John Osborne |
The play had an inauspicious beginning. Osborne was working in a tiny theater company in a resort town in northern England. He wrote the play in 17 days while sitting a deck chair on a pier recalling earlier acrimonious days with his actress wife in their cramped living quarters in a small town in central England. They fought and argued, and all the while she was having an affair with a local dentist. The play was full of vitriol and pessimism, and included tirades on the mediocrity of middle-class British life.
When he returned to London, Osborne submitted the play to numerous agents but it was returned, (remarkably quickly, Osborne thought, though he wasn't surprised at the rejections.) Finally, he sent it to a new theater group, English Stage Company at London's Royal Court Theatre. The company had had three flops in a row and desperately needed a hit. Osborne was pretty desperate himself. At the time he was living in a leaky houseboat on the Thames River with an actor friend. They had little money. They gathered plants from the river bank and cooked them to eat.

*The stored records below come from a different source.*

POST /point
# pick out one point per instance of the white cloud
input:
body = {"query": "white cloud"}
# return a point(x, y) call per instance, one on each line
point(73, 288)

At first, the play received negative reviews, with critics calling it a failure and "a self-pitying snivel." But then the most influential critic of the time, Kenneth Tynan, called it the best young play of the decade. Audiences took notice, and the play became a commercial success. It eventually played in London's prestigious West End and Broadway. During the original production, Osborne began a relationship with Mary Ure, who was in the cast, and divorced his wife, actress Pamela Lane.
Osborne followed the success of Look Back in Anger with The Entertainer (1957), which used the transition from vaudeville to rock 'n roll as a metaphor for the British Empire's decline in world stature. It starred Laurence Olivier, who also did a movie version two years later. Osborne also wrote Luther (1961), a study of the life of Martin Luther, and the screenplay for Tom Jones (1963), the film adaptation of Henry Fielding's 1749 novel.